Ce que les chiffres changent, c’est la forme. Ce n’est pas une vague qui roule sur les professions et les emporte une à une. C’est un filtre qui opère à l’intérieur des professions et trie selon l’ancienneté. Il sélectionne contre ceux qui ont le moins de réserves et le plus d’années devant eux.
Il termine son essai par quatre questions et aucune réponse.

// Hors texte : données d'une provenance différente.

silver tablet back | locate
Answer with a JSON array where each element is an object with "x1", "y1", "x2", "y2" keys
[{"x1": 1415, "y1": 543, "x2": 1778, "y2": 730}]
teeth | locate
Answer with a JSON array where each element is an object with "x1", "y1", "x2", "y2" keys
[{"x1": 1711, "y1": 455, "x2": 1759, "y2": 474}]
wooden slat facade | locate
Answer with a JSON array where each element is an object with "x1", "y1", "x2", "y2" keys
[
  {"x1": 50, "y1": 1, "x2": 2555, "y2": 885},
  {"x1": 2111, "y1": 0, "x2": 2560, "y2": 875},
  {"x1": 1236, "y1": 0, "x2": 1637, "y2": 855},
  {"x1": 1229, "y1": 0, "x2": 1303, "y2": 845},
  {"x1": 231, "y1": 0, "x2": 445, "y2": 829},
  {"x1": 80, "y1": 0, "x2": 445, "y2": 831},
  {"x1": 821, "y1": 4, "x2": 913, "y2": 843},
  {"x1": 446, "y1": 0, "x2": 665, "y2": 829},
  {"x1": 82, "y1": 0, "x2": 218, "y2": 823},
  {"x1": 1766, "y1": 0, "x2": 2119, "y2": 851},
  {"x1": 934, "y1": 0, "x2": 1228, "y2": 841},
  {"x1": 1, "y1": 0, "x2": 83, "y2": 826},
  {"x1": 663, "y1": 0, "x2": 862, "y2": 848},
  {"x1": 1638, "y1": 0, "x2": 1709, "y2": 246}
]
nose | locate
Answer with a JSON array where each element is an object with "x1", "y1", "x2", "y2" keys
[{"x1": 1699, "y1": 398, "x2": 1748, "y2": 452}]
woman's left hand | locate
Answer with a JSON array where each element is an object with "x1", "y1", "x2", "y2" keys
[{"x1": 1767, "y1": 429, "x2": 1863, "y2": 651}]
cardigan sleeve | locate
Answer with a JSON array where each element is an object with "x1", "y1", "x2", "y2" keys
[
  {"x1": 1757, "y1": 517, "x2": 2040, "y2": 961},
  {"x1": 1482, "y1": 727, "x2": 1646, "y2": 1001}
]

La mienne est plus étroite et plus facile à trancher que toutes : si le mécanisme est un ralentissement de l’embauche à l’entrée, alors la cible de l’action publique n’est pas de savoir quelles professions clôturer, mais qui obtient le premier barreau. Les réserves protègent ceux qui sont déjà sur l’échelle.
Sources
- US Bureau of Labor Statistics. AI exposure categories and employment projections, 2025–35, publié le 27 août 2026. Catégories bâties sur cinq mesures indépendantes. bls.gov/emp/publications/ai-exposure-categories.htm
- Anthropic Economic Index, jeu de données labor market impacts — part mesurée des tâches d’une profession apportées au modèle. huggingface.co/datasets/Anthropic/EconomicIndex
- Brynjolfsson, Chandar, Chen. Canaries in the Coal Mine ? Stanford Digital Economy Lab, révision d’août 2026 ; panel de paie ADP jusqu’en juillet 2026. digitaleconomy.stanford.edu/publications/canaries-in-the-coal-mine
- US Bureau of Labor Statistics, Current Population Survey, tableau 11 : personnes en emploi par profession détaillée et par sexe, moyennes annuelles 2025. bls.gov/cps/cpsaat11.htm
- Bill Gates. The turbulent AI era is here. The choices we make now are critical. GatesNotes, 26 août 2026. gatesnotes.com
- Entretien de la MIT Technology Review avec Bill Gates, 26 août 2026 — source des cinq seuils et des taux cités. technologyreview.com
- GDPval, OpenAI — 1 320 livrables réels issus de 44 professions ; voir le tableau des coûts pour les chiffres corrigés de la vérification. arxiv.org/abs/2510.04374
- International Labour Organization. Generative AI and Jobs: A Refined Global Index of Occupational Exposure, document de travail 140, mai 2025. ilo.org
- International Monetary Fund. Gen-AI: Artificial Intelligence and the Future of Work, SDN/2024/001, janvier 2024. imf.org
- Crane et Soto, Federal Reserve Board, FEDS 2026-018, mars 2026.
- Budget Lab at Yale, Tracking the impact of AI on the labor market, mis à jour le 19 août 2026. budgetlab.yale.edu
- Humlum et Vestergaard, NBER Working Paper 33777, révision de mars 2026.
- Iscenko et Curto Millet, janvier 2026 — 238 millions d’offres d’emploi.
- Eckhardt et Goldschlag, Economic Innovation Group, AI and Jobs, août 2025. eig.org
Jeu de données consolidé derrière les modules interactifs : 825 professions avec l’emploi, la projection, le salaire médian, la catégorie officielle d’exposition, la part mesurée des tâches confiées aux modèles et la composition par sexe.
Assemblé en septembre 2026 à partir des sources 1, 2, 4 et de la publication Occupational Employment and Wage Statistics de mai 2025.
Traduit de l’original anglais. Les intitulés de professions restent en anglais : ce sont les noms officiels de la nomenclature SOC, et c’est sur eux que porte la recherche. Là où la formulation exacte de la source compte, reportez-vous aux documents liés ci-dessus.